Sophos AP/APX users may experience issues registering to Sophos Central. More info available here: Central Wireless
We'd love to hear about it! Click here to go to the product suggestion community
i have an XG firewall (latest firmware), running 5 vlans, single domain controller.
i have installed the STAS application on my domain controller, followed the KB to the word
i even changed the user account for the stas app to the domain administrator, i have disabled the firewall on the DC...
but, no matter what i do, no live users are showing up in the advanced tab on STAS.
in the stas agent i have configured all our vlans, all 5 of them
in the stas collectors tab i have specified the xg ip address that is on the DC vlan (should i mention all its ip addresses on all vlans?)
in the advanced tab - test to sophos ip address is successful!
i dont understand what is wrong!
maybe screenshots would help a little:
Never found the trick to run it reliably either.
In reply to Big_Buck:
Lets get back to the topic.
First of all.
Agents is reporting all Users to Collector.
Collector is reporting to XG.
XG is using Collector to look up the Users.
Collector is fetching all Users and "verify" them via WMI.
Suite installs both components. Do you have multiple Collectors / agents ? This could cause a issue, if not setup properly.
You need to know, which of the steps above causes your Issue.
Do you see Users in the Collector (Live User Collector) but not XG?
Seems like something is broken between Collector and XG.
Do you see no Live users in Collector?
Seems like something is broken between Agent and Collector.
There is a Log on Collector and XG. You can actually use both to get a clue, what is going on.
In reply to LuCar Toni:
so, i have a single instance of stas running on a single domain controller.
meaning no multiple agents and no multiple collectors.
i dont see live users not on stas and not in xg.
i'm getting absolutely nothing
In reply to Avi Bar Ilan:
Avi Bar Ilan Please make sure on DC you have done,
- Go to Start > Administrative Tools > Local Security Policy to view Security Settings. Browse to Security Settings > Local Policies > Audit Policy and double click on Audit account logon events to view the Audit account logon events Properties window.

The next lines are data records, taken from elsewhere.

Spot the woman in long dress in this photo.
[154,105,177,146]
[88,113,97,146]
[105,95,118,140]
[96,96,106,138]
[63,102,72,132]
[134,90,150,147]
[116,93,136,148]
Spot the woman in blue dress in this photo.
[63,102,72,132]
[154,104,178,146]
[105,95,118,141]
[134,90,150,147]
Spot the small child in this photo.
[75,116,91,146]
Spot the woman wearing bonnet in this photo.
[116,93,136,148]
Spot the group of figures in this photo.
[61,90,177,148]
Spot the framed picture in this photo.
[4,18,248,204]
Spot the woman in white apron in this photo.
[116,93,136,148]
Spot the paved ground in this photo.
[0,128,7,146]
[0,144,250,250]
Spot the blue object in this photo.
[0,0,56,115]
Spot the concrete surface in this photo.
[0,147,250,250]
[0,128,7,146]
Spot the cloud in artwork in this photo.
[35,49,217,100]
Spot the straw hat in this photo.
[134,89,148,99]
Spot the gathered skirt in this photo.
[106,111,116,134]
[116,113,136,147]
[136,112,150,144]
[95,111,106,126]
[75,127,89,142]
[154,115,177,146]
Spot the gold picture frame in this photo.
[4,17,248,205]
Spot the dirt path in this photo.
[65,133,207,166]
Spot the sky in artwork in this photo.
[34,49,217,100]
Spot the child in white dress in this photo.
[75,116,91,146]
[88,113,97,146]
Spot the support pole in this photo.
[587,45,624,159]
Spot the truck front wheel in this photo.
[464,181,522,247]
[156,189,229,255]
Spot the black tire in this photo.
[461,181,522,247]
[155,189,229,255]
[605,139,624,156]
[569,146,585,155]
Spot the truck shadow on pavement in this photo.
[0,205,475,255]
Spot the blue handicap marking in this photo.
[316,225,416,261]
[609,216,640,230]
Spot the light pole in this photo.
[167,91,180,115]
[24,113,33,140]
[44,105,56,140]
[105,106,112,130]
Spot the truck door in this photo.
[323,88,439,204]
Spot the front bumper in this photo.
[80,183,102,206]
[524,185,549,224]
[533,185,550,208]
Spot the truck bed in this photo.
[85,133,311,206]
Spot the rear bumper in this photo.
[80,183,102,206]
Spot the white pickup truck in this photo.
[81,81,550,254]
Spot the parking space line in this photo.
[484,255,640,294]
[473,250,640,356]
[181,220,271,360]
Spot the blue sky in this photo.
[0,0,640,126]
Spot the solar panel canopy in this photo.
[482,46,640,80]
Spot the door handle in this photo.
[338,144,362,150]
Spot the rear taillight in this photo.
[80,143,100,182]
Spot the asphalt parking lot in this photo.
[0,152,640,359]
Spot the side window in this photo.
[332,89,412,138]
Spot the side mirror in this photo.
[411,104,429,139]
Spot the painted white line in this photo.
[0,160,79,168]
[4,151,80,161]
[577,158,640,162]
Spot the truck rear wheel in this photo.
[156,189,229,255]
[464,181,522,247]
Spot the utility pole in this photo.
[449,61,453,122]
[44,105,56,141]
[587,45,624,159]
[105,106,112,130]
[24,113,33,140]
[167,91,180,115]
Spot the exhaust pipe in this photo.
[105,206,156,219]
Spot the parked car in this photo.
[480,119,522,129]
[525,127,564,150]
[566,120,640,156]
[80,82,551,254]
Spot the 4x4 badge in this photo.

Select both the Success and Failure options and click OK to close the window.
- While still in the Local Security Policy, browse to Security Settings > Local Policies > User Rights Assignment and double click on Log on as a service to view the Log on as a service Properties.
If the Administrative user being used to install and run STAS is not listed here, select Add User or Group and add the user. Select OK to close the window.
Configure the Windows Firewall and/or 3rd party firewall software to allow communication over the following ports:
Note: RPC, RPC locator, DCOM and WMI services should be enabled on workstations for WMI/Registry Read Access.
if all above steps are done, check on your domain controller if the event id 4768 is getting logged. To check this in event viewer -> Windows -> security, filter for event id 4768.
If no events, try a restart of the DC and check again.
In reply to AWP:
i have already followed your suggested steps since they are all taken from the KB.
all event id 4768 are indeed showing in the DC event viewer
but still - no live users are showing up in SATS
Just to confirm, problem is no users are shown in the live users on stas agent installed.
Is the STAS installed on DC or member server.
STAS is installed on a DC
using latest STAS 2.5, maybe try 2.2
So you see all those Login Events in the Event Log of DC?
Can you actually see any entries in the Log of STAS?
i do see all those events in event viewer on the DC.
nothing in stas.
i changed the agent mode from eventlog to netapi...
that seemed to work for a few hours but now its not working again.
unstable is an understatement
cant find the 2.2...
do you have the 2.2 installer to share with me?
This should not help, i mean the old version should not have any changes regarding picking up the Event Log.
My question is, do you have any extra software on the DC, something special which could prevent STAS to hook up the Events?
And do you see something in the Logs of STAS?
i have no other software installed on the DC.
i have a lot of info on the logs, what exactly should look for?
Can you export some of the STAS Logs and check those Logs, whether you can find a root cause of not be able to sign in those Users or other reasons for not working.